The fundamental building block. A single AI entity with instructions and tools.
from praisonaiagents import Agent

agent = Agent(
    name="Researcher",
    instructions="You research topics thoroughly",
    tools=[search_tool]
)

result = agent.start("What is quantum computing?")

Key Features

  • Single purpose, focused execution
  • Direct tool access
  • Memory and context support
  • Works standalone or within orchestrators

AgentManager

Coordinates multiple agents through task assignment. Think: “Who does what task.”
from praisonaiagents import Agent, AgentManager, Task

researcher = Agent(role="Researcher", instructions="Research topics")
writer = Agent(role="Writer", instructions="Write content")

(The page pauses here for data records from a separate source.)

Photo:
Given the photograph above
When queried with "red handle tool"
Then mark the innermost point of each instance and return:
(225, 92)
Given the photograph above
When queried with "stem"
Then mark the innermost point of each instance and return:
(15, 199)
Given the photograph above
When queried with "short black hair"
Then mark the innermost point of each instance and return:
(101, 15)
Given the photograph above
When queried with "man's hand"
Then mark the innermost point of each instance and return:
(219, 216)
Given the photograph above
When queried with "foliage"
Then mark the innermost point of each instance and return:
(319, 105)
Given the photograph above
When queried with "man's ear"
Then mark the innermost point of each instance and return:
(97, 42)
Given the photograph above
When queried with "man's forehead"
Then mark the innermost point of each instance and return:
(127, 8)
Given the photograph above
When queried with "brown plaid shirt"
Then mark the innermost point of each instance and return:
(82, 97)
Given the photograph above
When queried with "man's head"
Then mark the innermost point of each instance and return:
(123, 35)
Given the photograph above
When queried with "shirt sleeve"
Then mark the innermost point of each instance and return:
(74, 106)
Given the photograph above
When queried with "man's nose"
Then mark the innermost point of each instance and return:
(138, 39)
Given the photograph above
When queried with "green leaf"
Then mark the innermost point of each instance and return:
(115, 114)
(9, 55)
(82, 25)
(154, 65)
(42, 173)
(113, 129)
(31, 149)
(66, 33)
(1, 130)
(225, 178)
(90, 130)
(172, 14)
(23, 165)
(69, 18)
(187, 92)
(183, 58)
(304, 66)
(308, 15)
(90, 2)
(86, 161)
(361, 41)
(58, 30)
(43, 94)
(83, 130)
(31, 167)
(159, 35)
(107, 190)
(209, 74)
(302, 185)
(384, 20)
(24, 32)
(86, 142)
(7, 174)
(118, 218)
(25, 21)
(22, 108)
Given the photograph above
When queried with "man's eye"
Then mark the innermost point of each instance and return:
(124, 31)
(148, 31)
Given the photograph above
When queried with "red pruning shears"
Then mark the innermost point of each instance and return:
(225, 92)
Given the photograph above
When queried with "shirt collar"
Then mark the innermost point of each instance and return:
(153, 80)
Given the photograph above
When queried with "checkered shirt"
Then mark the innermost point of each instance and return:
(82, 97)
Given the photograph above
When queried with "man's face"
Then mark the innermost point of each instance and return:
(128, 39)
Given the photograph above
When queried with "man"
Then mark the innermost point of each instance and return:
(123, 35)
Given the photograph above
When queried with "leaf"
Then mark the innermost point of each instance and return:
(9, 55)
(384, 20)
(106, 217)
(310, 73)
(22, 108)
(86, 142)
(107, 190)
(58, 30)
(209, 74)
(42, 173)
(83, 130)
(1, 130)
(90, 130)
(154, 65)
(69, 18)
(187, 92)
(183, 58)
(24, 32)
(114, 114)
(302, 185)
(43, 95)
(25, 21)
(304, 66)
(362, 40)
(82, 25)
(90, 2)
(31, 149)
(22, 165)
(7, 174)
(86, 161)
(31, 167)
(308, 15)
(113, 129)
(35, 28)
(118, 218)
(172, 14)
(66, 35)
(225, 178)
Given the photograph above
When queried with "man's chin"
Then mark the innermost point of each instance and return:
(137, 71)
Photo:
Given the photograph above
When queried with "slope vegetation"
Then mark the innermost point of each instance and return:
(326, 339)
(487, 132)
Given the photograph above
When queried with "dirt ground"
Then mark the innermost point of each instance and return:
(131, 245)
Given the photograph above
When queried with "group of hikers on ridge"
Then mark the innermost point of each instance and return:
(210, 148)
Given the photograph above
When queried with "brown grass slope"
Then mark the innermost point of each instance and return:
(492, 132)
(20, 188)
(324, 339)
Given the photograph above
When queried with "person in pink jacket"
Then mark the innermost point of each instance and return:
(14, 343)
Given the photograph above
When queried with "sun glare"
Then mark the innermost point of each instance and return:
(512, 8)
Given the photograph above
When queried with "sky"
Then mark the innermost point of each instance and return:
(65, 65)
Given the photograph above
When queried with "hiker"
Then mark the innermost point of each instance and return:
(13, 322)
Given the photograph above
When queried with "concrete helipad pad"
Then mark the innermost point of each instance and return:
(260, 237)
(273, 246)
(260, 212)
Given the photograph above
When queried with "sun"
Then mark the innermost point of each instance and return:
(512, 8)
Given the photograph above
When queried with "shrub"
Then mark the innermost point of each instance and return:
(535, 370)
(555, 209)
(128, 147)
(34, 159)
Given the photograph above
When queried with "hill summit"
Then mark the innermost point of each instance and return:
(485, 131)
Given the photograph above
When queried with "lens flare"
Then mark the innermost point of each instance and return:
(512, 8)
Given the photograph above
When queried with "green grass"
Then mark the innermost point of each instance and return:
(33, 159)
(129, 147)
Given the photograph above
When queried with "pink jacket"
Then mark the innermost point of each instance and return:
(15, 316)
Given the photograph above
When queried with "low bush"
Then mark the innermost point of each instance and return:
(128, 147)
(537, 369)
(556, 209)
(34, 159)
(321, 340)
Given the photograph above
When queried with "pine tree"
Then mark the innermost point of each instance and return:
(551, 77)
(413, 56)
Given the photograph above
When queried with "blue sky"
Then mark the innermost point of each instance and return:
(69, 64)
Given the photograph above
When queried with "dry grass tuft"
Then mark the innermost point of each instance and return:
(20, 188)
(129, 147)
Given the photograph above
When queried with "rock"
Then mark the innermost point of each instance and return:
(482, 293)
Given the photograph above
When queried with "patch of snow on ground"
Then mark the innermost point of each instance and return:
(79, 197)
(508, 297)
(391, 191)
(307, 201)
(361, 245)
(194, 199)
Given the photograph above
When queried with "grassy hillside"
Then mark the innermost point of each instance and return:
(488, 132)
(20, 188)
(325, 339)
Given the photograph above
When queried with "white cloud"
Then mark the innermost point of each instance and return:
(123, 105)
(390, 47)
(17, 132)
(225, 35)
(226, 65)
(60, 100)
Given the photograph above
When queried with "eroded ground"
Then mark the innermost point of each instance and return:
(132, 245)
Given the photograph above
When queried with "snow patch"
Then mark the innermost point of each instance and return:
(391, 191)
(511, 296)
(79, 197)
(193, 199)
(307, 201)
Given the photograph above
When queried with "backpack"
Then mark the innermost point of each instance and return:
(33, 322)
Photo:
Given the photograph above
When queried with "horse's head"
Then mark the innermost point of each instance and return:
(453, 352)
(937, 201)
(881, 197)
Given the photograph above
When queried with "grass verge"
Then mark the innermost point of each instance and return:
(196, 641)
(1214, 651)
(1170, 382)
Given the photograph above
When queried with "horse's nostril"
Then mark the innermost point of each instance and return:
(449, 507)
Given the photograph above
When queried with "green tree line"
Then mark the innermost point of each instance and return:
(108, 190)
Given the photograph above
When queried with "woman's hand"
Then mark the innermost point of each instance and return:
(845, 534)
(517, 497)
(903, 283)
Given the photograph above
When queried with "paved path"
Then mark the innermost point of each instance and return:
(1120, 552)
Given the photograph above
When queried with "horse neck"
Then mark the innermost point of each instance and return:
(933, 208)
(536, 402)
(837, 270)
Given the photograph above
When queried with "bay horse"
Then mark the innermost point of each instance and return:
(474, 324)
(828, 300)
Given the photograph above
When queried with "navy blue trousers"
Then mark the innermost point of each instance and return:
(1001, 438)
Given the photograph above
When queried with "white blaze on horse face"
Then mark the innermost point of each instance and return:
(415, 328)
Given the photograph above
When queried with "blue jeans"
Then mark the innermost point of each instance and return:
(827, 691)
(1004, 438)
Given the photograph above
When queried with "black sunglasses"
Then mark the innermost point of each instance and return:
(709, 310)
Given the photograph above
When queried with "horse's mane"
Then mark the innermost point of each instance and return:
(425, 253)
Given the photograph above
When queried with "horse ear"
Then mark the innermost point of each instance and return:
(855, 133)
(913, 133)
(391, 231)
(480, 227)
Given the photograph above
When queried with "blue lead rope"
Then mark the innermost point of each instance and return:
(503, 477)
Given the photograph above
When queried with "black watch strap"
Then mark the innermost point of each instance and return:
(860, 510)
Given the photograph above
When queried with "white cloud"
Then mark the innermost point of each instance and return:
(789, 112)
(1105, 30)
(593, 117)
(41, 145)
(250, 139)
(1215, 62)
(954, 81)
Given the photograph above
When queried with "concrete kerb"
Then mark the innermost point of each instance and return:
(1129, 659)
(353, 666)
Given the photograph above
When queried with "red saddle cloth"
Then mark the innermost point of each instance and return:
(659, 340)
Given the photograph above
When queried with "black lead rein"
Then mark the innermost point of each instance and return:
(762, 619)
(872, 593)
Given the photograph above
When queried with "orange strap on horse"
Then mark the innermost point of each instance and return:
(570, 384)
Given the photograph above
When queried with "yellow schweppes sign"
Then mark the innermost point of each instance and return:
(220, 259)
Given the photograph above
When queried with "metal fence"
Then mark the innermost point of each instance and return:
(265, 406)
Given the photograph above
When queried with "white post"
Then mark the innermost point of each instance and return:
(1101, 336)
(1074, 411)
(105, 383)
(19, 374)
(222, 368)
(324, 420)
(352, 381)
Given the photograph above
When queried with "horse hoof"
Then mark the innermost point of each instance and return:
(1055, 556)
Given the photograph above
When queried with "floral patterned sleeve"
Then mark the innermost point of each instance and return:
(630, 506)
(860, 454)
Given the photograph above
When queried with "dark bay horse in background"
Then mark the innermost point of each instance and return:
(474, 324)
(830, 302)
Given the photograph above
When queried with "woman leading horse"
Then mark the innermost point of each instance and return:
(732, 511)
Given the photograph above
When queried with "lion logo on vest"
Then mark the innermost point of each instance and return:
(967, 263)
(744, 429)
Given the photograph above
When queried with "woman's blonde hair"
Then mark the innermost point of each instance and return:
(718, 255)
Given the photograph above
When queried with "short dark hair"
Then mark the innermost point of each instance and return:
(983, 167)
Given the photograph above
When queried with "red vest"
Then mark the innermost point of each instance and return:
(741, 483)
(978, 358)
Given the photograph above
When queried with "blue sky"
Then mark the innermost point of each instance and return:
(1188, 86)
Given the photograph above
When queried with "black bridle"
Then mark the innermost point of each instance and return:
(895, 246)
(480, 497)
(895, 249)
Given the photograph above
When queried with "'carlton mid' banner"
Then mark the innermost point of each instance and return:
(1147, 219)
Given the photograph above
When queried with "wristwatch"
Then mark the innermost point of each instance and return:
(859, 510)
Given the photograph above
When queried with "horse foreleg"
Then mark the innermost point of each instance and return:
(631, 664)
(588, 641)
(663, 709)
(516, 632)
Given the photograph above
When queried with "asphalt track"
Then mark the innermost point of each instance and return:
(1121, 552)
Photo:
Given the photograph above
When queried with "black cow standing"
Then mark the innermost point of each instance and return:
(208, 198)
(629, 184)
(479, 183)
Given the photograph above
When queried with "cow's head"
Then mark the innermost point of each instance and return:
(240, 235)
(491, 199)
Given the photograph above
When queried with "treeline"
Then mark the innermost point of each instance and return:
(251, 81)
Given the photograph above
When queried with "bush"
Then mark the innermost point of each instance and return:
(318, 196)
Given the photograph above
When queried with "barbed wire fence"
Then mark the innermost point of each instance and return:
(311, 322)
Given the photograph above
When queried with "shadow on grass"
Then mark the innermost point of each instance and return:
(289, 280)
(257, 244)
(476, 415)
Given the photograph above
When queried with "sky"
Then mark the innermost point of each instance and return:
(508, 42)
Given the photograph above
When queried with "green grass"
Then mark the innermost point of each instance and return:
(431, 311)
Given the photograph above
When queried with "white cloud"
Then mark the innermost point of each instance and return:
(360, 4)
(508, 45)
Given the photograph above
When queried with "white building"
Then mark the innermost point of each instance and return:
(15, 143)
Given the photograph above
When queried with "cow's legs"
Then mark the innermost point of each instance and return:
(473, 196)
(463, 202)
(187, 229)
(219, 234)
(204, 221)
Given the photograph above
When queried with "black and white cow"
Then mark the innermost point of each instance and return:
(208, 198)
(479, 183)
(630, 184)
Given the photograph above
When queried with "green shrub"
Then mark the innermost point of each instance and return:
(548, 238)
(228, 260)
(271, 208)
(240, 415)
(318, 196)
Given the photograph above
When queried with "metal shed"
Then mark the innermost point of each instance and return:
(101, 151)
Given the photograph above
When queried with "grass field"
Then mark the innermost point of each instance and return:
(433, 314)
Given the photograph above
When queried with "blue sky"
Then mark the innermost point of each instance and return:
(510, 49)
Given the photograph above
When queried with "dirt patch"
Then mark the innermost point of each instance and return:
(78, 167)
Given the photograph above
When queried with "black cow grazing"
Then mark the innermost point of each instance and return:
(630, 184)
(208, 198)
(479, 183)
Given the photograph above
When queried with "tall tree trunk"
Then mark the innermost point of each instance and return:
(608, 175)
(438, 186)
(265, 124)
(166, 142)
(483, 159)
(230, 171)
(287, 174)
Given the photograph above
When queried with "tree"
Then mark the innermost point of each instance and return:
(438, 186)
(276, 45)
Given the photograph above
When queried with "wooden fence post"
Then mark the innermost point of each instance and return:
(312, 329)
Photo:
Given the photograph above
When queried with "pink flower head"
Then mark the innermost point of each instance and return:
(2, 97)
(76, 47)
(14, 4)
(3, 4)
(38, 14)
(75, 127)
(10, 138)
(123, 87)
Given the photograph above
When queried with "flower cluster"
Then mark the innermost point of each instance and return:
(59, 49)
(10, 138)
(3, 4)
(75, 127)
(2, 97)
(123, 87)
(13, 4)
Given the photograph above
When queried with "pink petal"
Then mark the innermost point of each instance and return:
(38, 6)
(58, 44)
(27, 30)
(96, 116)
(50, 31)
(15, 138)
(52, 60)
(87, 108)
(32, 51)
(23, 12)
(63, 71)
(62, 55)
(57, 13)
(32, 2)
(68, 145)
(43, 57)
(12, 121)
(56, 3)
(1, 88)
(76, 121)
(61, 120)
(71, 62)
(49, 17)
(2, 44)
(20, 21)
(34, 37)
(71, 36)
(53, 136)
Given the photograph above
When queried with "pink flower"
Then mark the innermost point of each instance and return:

task1 = Task(description="Research AI", agent=researcher)
task2 = Task(description="Write article", agent=writer, context=[task1])

manager = AgentManager(
    agents=[researcher, writer],
    tasks=[task1, task2],
    process="sequential"
)
result = manager.start()

Key Features

  • Task-based delegation with explicit agent assignment
  • Sequential, parallel, or hierarchical execution
  • Task dependencies via context
  • Manager LLM for hierarchical validation

Workflow

Executes deterministic step sequences with advanced patterns. Think: “What happens in order.”
from praisonaiagents import Agent
from praisonaiagents.workflows import Workflow, route, loop

researcher = Agent(instructions="Research topics")
writer = Agent(instructions="Write content")

workflow = Workflow(
    steps=[
        researcher,
        route({
            "positive": [writer],
            "default": [fallback]
        })
    ]
)
result = workflow.run("Research AI trends")

Key Features

  • Pattern-based: route(), parallel(), loop(), repeat(), when()
  • Steps can be agents OR functions
  • CSV/file iteration with loop(from_csv="data.csv")
  • Recipe composition with include()

AgentApp

Deploys agents, managers, or workflows as production web services.
from praisonai import AgentApp
from praisonaiagents import Agent, AgentManager, Workflow

assistant = Agent(name="assistant", instructions="Be helpful")
manager = AgentManager(agents=[...], tasks=[...])
workflow = Workflow(steps=[...])

app = AgentApp(
    name="My AI API",
    agents=[assistant],
    managers=[manager],
    workflows=[workflow]
)
app.serve(port=8000)

Key Features

  • FastAPI-based REST endpoints
  • WebSocket support
  • Auto-generated API docs (/docs)
  • CORS configuration
  • Health checks (/health)

Endpoints

EndpointMethodDescription
/GETApp status and component list
/healthGETHealth check
/api/agentsGETList all agents
/api/chatPOSTChat with an agent

Comparison Matrix

CapabilityAgentAgentManagerWorkflowAgentApp
Single Task✅ Primary⚠️ Via step✅ Wraps
Multi-Agent✅ Primary✅ Via steps✅ Wraps
SequentialN/A✅ DefaultN/A
ParallelN/Aparallel()N/A
HierarchicalN/AN/A
Conditional⚠️ condition={}route(), when()N/A
Looping⚠️ loop_overloop()N/A
Repeat Untilrepeat()N/A
Web API✅ Primary
Functions as StepsN/A

When to Use What

1

Simple single task

Use Agent directly:
Agent(instructions="...").start("prompt")
2

Multi-agent with task delegation

Use AgentManager:
AgentManager(agents=[...], tasks=[...]).start()
3

Deterministic pipeline with patterns

Use Workflow:
Workflow(steps=[...]).run("input")
4

Production deployment

Wrap in AgentApp:
AgentApp(agents=[...]).serve(port=8000)

Shared Parameters

All orchestrators (AgentManager, Workflow) support identical feature parameters:
ParameterTypeDescription
memorybool / MemoryConfigEnable memory
planningbool / PlanningConfigPlanning mode
contextbool / ContextConfigContext management
outputstr / OutputConfigOutput settings
hooksHooksConfigLifecycle callbacks
autonomybool / AutonomyConfigAgent autonomy
knowledgebool / KnowledgeConfigRAG configuration
guardrailsbool / GuardrailConfigValidation
webbool / WebConfigWeb search
reflectionbool / ReflectionConfigSelf-reflection
cachingbool / CachingConfigCaching

Best Practices

Begin with a single Agent. Only add orchestration when you need multiple agents or complex flows.
Don’t mix AgentManager and Workflow for the same task. Pick based on your mental model.
Even for single agents, AgentApp provides proper API structure, CORS, and health checks.
If you need guaranteed execution order, conditional branching, or loops, use Workflow.